While I have made an effort to highlight some comparisons and contexts to signal, as it were, what was missing and awaits future research (and researchers), what the book could have featured but does not is, for instance, a separate chapter discussing them. Christian Hess’s comments regarding Dalian and those by Tom Williams on Alsace-Lorraine are truly inspiring in this regard because they point to potentials beyond Eastern Europe and beyond Europe as a whole. Clearly, a transnational and global urban history has wide vistas to explore – and in that respect my book can only be a very modest part of a hopefully much larger and growing whole.

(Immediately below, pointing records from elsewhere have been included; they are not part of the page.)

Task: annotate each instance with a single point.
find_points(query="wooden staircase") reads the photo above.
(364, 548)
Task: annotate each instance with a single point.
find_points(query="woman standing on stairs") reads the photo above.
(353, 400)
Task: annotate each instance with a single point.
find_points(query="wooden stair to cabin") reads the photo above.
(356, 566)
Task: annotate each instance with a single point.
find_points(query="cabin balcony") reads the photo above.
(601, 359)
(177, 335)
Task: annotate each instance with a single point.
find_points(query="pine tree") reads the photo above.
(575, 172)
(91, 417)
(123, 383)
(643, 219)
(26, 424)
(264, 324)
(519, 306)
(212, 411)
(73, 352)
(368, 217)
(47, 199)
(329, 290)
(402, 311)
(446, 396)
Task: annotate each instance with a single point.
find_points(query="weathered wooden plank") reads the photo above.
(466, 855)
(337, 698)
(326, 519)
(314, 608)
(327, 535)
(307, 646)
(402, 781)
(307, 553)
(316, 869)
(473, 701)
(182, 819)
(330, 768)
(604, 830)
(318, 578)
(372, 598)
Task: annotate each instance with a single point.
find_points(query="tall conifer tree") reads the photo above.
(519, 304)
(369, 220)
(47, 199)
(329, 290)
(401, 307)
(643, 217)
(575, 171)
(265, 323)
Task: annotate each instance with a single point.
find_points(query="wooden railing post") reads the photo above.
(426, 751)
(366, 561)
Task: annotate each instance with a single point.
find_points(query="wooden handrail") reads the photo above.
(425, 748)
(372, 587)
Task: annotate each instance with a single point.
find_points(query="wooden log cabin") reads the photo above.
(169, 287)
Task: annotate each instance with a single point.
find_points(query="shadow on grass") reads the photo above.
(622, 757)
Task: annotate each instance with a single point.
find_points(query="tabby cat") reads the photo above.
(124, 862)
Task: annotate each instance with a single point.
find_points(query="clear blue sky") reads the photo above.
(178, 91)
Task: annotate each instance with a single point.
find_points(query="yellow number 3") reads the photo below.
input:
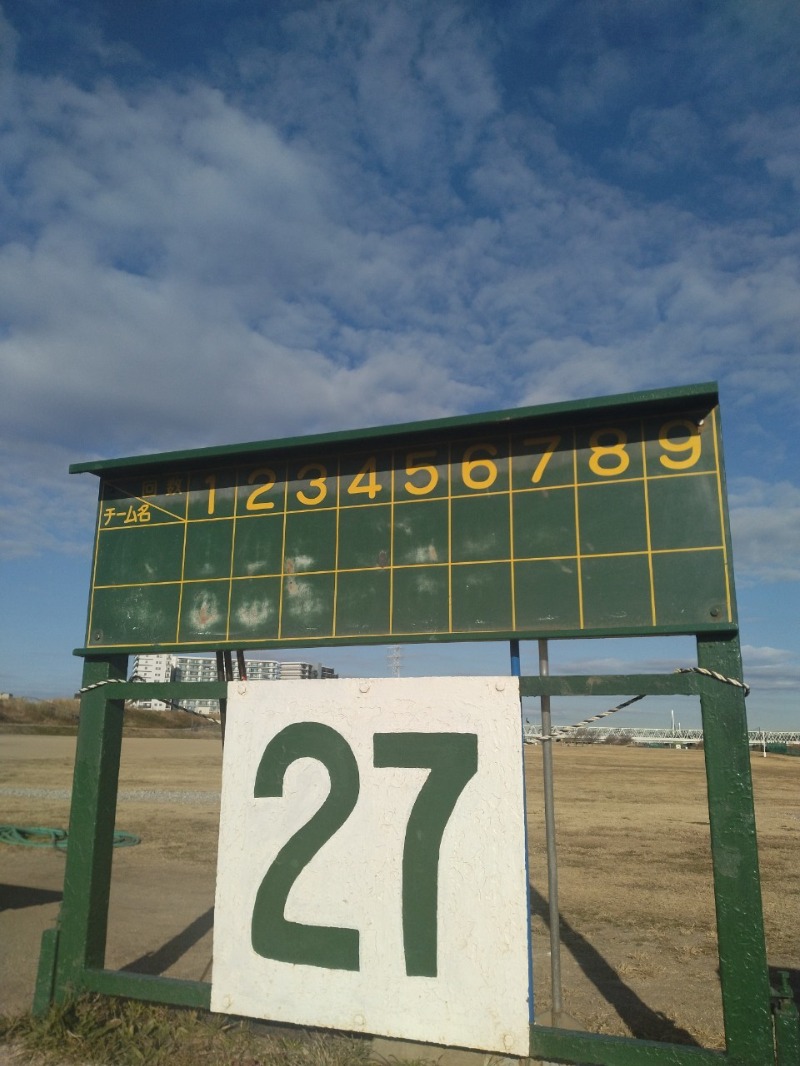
(613, 453)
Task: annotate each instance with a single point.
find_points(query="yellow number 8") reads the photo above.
(616, 452)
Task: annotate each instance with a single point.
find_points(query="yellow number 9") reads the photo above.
(690, 447)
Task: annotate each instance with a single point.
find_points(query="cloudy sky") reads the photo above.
(237, 220)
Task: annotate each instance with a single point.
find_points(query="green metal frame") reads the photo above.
(73, 955)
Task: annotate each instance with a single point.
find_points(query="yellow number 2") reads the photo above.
(613, 453)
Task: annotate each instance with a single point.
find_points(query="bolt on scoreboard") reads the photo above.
(595, 517)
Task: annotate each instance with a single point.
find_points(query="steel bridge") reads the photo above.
(598, 735)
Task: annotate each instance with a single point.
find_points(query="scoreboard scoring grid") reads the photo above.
(537, 527)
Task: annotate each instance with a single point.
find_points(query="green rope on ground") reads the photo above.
(40, 836)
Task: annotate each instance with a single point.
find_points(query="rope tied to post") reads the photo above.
(136, 677)
(717, 677)
(563, 731)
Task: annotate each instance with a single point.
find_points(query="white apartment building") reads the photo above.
(172, 667)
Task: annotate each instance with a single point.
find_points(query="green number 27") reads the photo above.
(452, 759)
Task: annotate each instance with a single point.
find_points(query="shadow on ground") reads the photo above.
(16, 897)
(641, 1019)
(168, 954)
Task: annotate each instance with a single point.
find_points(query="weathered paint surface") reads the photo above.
(365, 886)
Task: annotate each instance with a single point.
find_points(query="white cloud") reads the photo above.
(765, 523)
(360, 230)
(771, 668)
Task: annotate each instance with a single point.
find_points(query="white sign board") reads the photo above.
(371, 869)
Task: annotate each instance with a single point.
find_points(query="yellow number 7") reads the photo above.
(552, 441)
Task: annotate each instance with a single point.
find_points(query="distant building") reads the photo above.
(171, 667)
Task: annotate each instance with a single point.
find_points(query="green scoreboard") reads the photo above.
(595, 517)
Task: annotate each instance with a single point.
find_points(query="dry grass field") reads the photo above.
(637, 909)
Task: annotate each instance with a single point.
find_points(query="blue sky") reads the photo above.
(228, 221)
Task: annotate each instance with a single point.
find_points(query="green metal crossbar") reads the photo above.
(73, 957)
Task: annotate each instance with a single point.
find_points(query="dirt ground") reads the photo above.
(639, 950)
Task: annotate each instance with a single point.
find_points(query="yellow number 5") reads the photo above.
(413, 466)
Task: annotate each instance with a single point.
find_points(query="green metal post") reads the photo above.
(84, 907)
(787, 1023)
(742, 955)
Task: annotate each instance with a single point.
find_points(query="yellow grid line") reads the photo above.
(182, 563)
(646, 528)
(273, 576)
(512, 576)
(394, 471)
(449, 537)
(336, 546)
(729, 603)
(578, 569)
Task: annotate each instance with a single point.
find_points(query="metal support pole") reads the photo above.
(222, 675)
(83, 917)
(549, 825)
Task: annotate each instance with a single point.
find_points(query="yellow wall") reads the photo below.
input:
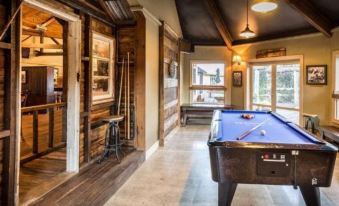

Ellidor Mëhilli, no less importantly, raises the different question to what extent postwar Stalinist things happening beyond Lviv influenced Lviv. Again, this question as well is spot-on: indeed, a book that addresses Lviv under late Stalinism could spend more time on, say, the Lviv specifics of campaigns that were not targeted at Ukraine or nationalism in particular – for instance, campaigns such as the Kliueva-Roskin “case,” Lysenkoism, anticosmopolitanism; or events such as Stalin seventieth birthday and his death a few (but still too many) years later. In a similar vein, I could have dedicated more space to parallels in postwar collectivization or dirty wars of insurgency and counter-insurgency, for instance between the Baltics and Western Ukraine. Again, there is no doubt that much remains to be done, also by historians in Ukraine and especially Lviv, of course.

(By the way, during my research I never ceased to be astonished, just how very few local researchers found their way to the party branch of the archive, a fascinating and rich resource literally next door. I hope that the lively response that my work has found among some of Lviv’s historians will serve as an incentive to no longer neglect a period of time that may well be deeply unloved but whose impact on Lviv is second to none.)

My guess, however, is that works centering on comparison, context, and connections would really have to do precisely that: they would have to be designed around such an agenda as their main purpose. My feeling is (and that’s what it is, a felling) that we may not yet be at a stage where one, synthetic work can really symmetrically balance the local and beyond-local.

On the other hand. I would not want to draw a sharp line between the universally Soviet (or Stalinist) and the specifically Lvivian. As I tried to show in my reading of the anti-Hrushevskyi campaign or the Soviet re-forging of Lviv’s past, it was a fact and a pattern that the local and generally Soviet could not stop interacting – with, for good measure, the generally Soviet-Ukrainian thrown in as well.

I am certain that I have omitted important questions and comments raised by the contributors and I hope that I have not misunderstood the points that I have addressed. These would be my thoughts at this point and it remains for me to once again thank the reviewers and the organizers.